Officials with the Administration for Children and Families did not respond to a GBH News request for comment.

Johannes Widmalm-Delphonse is an attorney representing the couples with the conservative First Amendment-focused legal nonprofit Alliance Defending Freedom based out of Arizona. He says the new policy change gave him and his clients hope, and expects that the families who sued the state should now be able to get their foster licenses.

“This amendment is a step in the right direction,” Widmalm-Delphonse told GBH News in an interview Wednesday. “This lawsuit is going to continue until we’re sure that, one, our clients aren’t unfairly excluded from the foster care system, and two, Massachusetts respects religious liberty in its state.”
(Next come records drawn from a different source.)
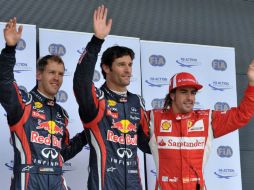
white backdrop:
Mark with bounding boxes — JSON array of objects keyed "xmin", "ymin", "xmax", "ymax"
[
  {"xmin": 0, "ymin": 23, "xmax": 36, "ymax": 190},
  {"xmin": 0, "ymin": 23, "xmax": 241, "ymax": 190},
  {"xmin": 140, "ymin": 40, "xmax": 241, "ymax": 190}
]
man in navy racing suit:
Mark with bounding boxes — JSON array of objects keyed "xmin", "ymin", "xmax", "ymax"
[
  {"xmin": 73, "ymin": 5, "xmax": 150, "ymax": 190},
  {"xmin": 0, "ymin": 17, "xmax": 87, "ymax": 190}
]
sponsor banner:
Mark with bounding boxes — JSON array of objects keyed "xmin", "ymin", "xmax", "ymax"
[
  {"xmin": 0, "ymin": 22, "xmax": 36, "ymax": 190},
  {"xmin": 141, "ymin": 40, "xmax": 241, "ymax": 190}
]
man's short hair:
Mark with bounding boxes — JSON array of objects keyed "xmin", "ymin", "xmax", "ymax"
[
  {"xmin": 100, "ymin": 46, "xmax": 135, "ymax": 79},
  {"xmin": 36, "ymin": 55, "xmax": 65, "ymax": 72}
]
He hopes other states look to Massachusetts and change their own policies.

LGBTQ+ advocates are now focused on another part of the foster care process: kids’ placement with specific families. The Department of Children and Families still has discretion about what parents are a good fit for the children in their care.

“Nothing about the change distracts from the fact that the state remains responsible for the safety and well-being of every child in its care — and that includes LGBTQ children,” said Crozier of GLAD Law.

Shaplaie Brooks, the executive director of Massachusetts Commission on LGBTQ Youth, pointed to estimates that one-third of youth in foster care across the country are LGBTQ+.

“The Commonwealth maintains oversight and the flexibility to place children where they are safe and supported,” Brooks wrote in an email to GBH News. “Every foster parent — no matter who they are — must respect the child in their temporary care, must abide by the laws of the Commonwealth and the policies of DCF and must ensure they cause children no harm.”